Muda Yusuf, Director-General of LCCI, made the condemnation in an interview with the News Agency of Nigeria (NAN) on Saturday in Lagos.
Mr Yusuf said the move would undermine the Ease of Doing Business Policy of the Muhammadu Buhari administration and negate the Presidential Executive Order on streamlining of ports processes.
“The attention of the chamber has been drawn to the circular issued by the Customs Headquarters, deploying the Strike Force to all ports with the powers to intercept and effect seizures of cargoes.
“It is a duplication of functions of the customs resident officers at the ports which have statutory responsibilities to examine and release cargoes to importers.
“This move will slow down the cargo clearing process as it amounts to creation of another layer of authority to intercept and seize cargoes that have been duly released by all agencies involved in the examination of the cargoes,” he said.
According to him, agencies that examine cargoes at the ports at present include resident customs officers of the command, National Drug Law Enforcement Agency, Department of State Security, ports police, Nigeria Immigration Service, Nigerian Ports Authority and Nigerian Maritime Administration and Safety Agency.
He said the deployment of the strike force to the ports suggested a distrust in resident customs officers deployed to various commands by the Comptroller General (CG).
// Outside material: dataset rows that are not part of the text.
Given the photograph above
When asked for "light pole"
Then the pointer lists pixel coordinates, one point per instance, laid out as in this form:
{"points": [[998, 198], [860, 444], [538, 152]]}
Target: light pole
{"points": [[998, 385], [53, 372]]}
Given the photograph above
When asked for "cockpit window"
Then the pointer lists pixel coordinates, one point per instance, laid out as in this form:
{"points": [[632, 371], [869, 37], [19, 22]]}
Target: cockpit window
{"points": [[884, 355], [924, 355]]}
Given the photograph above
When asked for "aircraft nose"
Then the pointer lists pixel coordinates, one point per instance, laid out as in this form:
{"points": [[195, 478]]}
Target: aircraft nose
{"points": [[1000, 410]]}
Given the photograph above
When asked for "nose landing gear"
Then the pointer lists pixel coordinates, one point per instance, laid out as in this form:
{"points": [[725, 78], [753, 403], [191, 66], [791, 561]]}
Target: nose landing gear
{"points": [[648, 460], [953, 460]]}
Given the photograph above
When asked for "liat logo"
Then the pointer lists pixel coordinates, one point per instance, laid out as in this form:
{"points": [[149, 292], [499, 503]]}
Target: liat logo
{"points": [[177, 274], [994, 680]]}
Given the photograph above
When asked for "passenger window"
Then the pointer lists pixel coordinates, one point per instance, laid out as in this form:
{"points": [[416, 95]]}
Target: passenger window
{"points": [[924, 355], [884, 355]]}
“The appropriate thing to do in the circumstance is for the CG to replace these officers with trusted ones rather than superimpose another set of customs operatives on the system.
“This new deployment will make the entire process chaotic, cumbersome, costly and inefficient. It can also create an additional credibility problem,” he said.
He said that delays in cargo clearing process often resulted in high and avoidable demurrage to importers, high interest costs on funds used for import transactions, and disruption of business processes including manufacturing activities.
Mr Yusuf urged that the deployment of the Strike Force to the ports should be reversed urgently to ease business.
He also said that scanners at the Lagos Ports Complex had not been functioning in the last two years, adding that dependence on physical examination for cargo releases had been laborious and time wasting.
“The Lagos ports are the largest in the country, handling over 1.5 million 20-foot equivalent units of containers annually.
“This underscores the enormity of the consequences of physical examination of containers for the efficacy of cargo clearing.
“It is incredibly detrimental to the cargo release process and the economy.
“It is imperative for the Federal Government to expedite actions on the procurement of scanners for the ports in order to put an end to the physical examination of cargo and make the system technology-driven,” he said.
Mr Yusuf also said that the chamber had received complaints of protracted delays in issuance of Pre-Arrival Assessment Report (PAAR) which had led to high demurrage payment by many importers.
He appealed for the intervention of the Comptroller-General of Customs in ensuring more efficient ways of processing and releasing of PAAR.